Let k be the number of times you're willing to run Dijkstra's algorithm (truncated after it reaches all of S, as you suggest). Gonzalez's algorithm runs Dijkstra k − 1 times to partition the terminals S into k clusters so as to 2-approximately minimize the maximum cluster radius. Conveniently, it produces as a byproduct k well-separated centers C and shortest path trees for k − 1 of them. We run Dijkstra one more time and then choose the optimum 1-center with respect to C. This center satisfies

approximate objective ≤ optimal objective + maximum cluster radius.


It's a little tricky to quantify an approximation factor here in terms of k. The key is bounded doubling dimension, which I'll illustrate by assuming Euclidean distances for a moment. Suppose that we're trying to find the 1-center of a disk of radius 1. The optimum is the center of the disk. How many disjoint radius-r balls centered inside the disk can there be? Their area is contained inside a disk of radius (1+r), which has area π(1+r)², so at most (π(1+r)²)/πr² = (1/r + 1)². The maximum cluster radius will be 2r, or in terms of k, on the order of 4/√k times as large as the optimal objective, so k = 100 will give you a solution within about 20% of optimal. Doubling dimension basically uses this argument as a definition.

For reference, Gonzalez's algorithm is

1. Choose any point in S.

2. Repeat k − 1 times: run Dijkstra from the most recently chosen point, choose the next point in S to maximize the minimum distance to all previously chosen points.

Then we run Dijkstra from the most recently chosen point one more time and then select the optimal 1-center for the chosen points.

I have no idea how to analyze this algorithm and no citation, but it seems like it might work.

1. Choose a starting center.
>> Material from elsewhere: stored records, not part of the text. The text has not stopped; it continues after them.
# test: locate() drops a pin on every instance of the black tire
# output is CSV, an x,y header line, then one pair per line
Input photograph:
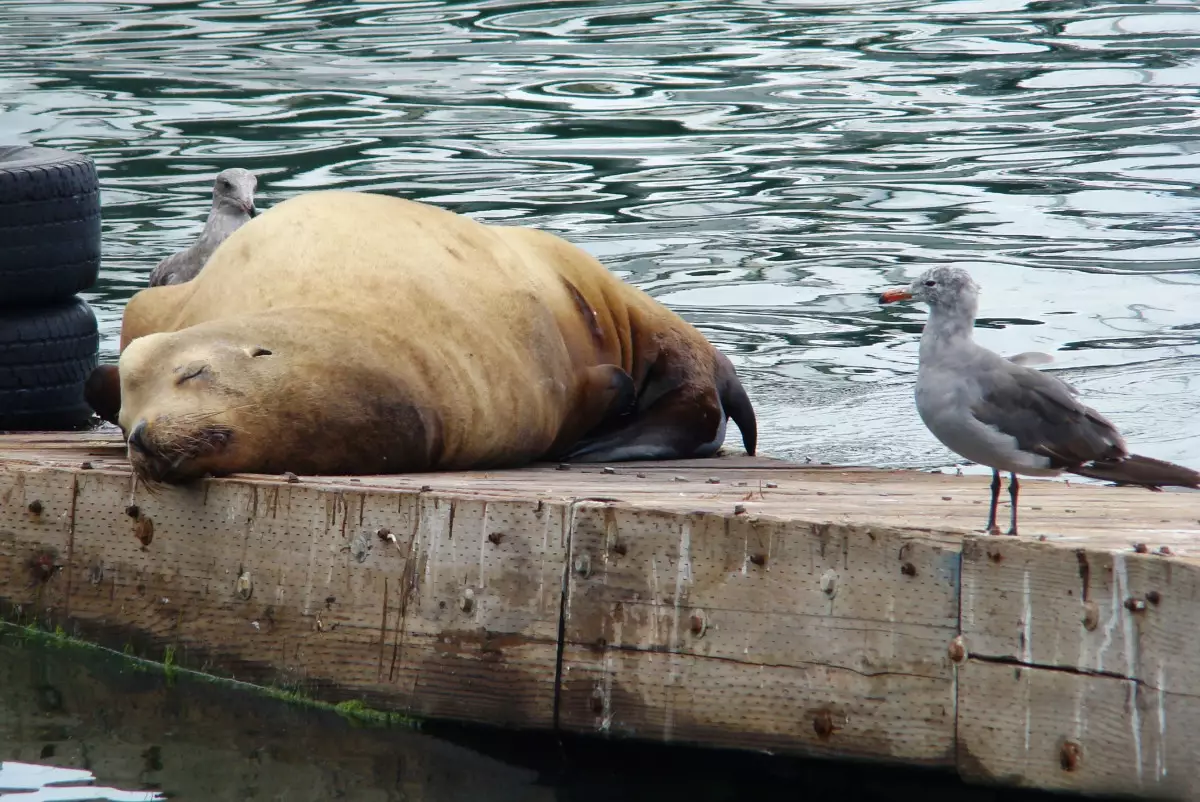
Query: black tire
x,y
49,225
46,355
Your current approximation should work well for this.

2. Compute a shortest path tree to S from the current center.

3. Prune the tree so that all leaves belong to S and compute its center.

4. If this center is better than the root, go back to Step 2.

The two formal properties I can really declare about this algorithm are that it always terminates and that it never does worse than the starting center (because if the center of the tree is not the root, then it must be a better center than the root, because the missing edges can improve it but not the root).

To compute the center of a tree efficiently, label each node with the maximum distance to the root over all of its descendants (in linear time by visiting the nodes in post order). Then descend in the tree via the child with the maximum label as long as it improves the radius. Everything in the child's subtree will get closer by the length of the child's parent edge; everything else will get further by the same amount.